Context: Understanding women's reasons for having abortions can inform public debate and policy regarding abortion and unwanted pregnancy. Demographic changes over the last two decades highlight the need for a reassessment of why women decide to have abortions.
Methods: In 2004, a structured survey was completed by 1,209 abortion patients at 11 large providers, and in-depth interviews were conducted with 38 women at four sites. Bivariate analyses examined differences in the reasons for abortion across subgroups, and multivariate logistic regression models assessed associations between respondent characteristics and reported reasons.

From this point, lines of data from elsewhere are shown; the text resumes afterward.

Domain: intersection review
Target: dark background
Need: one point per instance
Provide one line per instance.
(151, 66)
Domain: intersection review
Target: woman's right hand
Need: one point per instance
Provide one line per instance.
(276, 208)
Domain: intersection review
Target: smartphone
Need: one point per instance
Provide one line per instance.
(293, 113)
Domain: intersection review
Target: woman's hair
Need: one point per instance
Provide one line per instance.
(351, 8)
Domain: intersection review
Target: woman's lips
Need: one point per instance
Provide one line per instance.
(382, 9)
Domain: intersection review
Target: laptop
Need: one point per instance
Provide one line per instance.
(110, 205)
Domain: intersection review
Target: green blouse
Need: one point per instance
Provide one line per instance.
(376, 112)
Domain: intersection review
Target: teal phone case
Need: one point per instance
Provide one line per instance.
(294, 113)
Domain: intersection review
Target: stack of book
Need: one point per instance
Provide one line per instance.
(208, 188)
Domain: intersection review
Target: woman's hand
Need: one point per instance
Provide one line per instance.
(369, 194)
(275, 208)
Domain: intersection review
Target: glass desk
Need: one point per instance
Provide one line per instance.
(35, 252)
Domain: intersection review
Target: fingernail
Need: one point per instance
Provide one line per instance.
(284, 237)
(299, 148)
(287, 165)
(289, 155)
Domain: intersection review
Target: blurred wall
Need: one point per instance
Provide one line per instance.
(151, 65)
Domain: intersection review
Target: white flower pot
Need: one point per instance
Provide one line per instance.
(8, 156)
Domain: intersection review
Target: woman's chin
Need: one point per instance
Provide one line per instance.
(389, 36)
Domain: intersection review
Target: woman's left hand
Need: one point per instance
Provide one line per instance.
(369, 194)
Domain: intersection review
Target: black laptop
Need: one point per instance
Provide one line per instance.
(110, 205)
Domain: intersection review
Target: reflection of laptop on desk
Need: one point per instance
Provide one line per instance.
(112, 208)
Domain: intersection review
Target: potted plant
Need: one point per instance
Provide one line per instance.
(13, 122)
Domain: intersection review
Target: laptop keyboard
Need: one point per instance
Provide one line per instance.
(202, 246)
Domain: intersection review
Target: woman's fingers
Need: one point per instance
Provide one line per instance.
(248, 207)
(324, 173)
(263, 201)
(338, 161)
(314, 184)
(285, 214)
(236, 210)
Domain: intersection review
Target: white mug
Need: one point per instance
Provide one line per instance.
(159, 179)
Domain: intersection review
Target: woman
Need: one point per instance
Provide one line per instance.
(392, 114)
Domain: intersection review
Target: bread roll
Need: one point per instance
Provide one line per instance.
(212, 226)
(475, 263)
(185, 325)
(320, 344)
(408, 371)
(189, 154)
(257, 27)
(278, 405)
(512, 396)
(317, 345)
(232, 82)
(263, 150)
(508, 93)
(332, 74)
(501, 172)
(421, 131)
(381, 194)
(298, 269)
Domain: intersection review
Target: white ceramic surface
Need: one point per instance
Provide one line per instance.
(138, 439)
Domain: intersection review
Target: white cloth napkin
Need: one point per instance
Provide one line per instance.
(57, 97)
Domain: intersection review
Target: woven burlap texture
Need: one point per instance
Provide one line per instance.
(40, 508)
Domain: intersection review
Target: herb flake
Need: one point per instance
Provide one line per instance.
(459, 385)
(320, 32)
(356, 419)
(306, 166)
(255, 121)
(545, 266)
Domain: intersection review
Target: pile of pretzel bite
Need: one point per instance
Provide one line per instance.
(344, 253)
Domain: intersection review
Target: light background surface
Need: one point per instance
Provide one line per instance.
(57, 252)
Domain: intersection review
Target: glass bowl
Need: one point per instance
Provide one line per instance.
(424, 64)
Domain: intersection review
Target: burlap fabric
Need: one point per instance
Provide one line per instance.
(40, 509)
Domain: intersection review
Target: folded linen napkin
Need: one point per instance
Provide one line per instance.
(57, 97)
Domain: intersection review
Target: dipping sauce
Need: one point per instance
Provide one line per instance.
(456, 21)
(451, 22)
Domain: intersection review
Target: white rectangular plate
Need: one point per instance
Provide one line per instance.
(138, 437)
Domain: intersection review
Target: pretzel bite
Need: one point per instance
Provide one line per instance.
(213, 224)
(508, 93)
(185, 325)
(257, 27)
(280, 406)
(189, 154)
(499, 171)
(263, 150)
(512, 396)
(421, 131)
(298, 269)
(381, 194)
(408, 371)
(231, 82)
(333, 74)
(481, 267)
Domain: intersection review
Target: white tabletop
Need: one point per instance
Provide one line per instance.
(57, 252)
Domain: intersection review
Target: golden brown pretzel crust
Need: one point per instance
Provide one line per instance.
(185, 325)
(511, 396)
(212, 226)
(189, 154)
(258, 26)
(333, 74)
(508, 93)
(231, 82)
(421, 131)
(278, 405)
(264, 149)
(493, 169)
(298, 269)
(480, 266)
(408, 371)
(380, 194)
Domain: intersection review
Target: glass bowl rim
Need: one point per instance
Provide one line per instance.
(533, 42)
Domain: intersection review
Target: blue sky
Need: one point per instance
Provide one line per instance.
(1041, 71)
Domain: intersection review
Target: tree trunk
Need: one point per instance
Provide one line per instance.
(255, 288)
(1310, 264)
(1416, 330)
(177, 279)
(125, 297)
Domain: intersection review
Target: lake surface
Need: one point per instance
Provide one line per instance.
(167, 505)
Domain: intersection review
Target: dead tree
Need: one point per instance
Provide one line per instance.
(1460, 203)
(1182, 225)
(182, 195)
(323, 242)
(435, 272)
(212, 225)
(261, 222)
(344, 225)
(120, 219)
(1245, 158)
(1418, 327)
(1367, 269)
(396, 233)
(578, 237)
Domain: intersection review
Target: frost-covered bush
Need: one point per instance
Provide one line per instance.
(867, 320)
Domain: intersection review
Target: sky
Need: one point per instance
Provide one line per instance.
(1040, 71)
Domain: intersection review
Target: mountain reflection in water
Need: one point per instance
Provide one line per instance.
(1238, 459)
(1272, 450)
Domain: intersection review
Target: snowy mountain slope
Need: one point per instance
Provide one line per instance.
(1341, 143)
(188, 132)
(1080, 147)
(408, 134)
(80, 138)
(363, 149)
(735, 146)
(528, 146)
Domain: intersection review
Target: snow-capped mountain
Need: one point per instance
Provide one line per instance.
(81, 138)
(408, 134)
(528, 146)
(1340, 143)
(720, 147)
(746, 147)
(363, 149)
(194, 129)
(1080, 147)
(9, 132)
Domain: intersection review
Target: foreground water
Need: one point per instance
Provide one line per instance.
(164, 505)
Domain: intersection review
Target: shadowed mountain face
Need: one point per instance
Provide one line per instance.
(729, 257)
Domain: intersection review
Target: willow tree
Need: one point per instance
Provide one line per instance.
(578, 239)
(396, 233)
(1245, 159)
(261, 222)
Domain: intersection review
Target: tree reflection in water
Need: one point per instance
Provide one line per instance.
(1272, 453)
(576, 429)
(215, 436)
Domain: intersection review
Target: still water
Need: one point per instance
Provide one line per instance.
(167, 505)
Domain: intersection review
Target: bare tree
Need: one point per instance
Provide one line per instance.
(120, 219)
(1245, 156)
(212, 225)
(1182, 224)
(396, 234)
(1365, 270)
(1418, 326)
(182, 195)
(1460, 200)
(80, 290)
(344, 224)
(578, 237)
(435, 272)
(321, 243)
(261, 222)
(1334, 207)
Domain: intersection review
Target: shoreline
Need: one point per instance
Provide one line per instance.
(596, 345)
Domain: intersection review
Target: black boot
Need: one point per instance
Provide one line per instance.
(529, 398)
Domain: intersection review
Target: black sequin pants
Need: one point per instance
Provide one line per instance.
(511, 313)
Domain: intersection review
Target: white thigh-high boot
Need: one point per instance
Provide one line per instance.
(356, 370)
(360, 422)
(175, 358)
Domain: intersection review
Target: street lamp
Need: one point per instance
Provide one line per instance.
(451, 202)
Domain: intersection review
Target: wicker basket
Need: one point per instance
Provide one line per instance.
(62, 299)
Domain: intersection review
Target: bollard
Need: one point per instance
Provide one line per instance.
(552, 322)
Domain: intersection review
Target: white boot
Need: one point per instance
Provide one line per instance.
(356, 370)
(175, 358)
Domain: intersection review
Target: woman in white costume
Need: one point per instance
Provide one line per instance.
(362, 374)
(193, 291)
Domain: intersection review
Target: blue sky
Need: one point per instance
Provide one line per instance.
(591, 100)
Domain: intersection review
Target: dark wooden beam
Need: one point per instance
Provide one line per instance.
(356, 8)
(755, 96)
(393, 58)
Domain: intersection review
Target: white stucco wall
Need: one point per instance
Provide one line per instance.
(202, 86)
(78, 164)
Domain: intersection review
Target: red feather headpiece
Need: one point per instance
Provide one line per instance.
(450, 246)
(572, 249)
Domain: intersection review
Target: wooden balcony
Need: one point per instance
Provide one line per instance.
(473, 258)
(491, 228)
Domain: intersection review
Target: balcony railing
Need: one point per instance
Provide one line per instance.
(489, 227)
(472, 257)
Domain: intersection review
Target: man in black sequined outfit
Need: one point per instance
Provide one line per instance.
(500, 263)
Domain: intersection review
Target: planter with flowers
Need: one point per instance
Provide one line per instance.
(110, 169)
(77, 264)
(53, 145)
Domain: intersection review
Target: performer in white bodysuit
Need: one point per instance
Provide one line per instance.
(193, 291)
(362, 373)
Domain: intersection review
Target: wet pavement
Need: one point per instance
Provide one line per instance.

Results: The reasons most frequently cited were that having a child would interfere with a woman's education, work or ability to care for dependents (74%); that she could not afford a baby now (73%); and that she did not want to be a single mother or was having relationship problems (48%). Nearly four in 10 women said they had completed their childbearing, and almost one-third were not ready to have a child. Fewer than 1% said their parents' or partners' desire for them to have an abortion was the most important reason. Younger women often reported that they were unprepared for the transition to motherhood, while older women regularly cited their responsibility to dependents.
Conclusions: The decision to have an abortion is typically motivated by multiple, diverse and interrelated reasons. The themes of responsibility to others and resource limitations, such as financial constraints and lack of partner support, recurred throughout the study.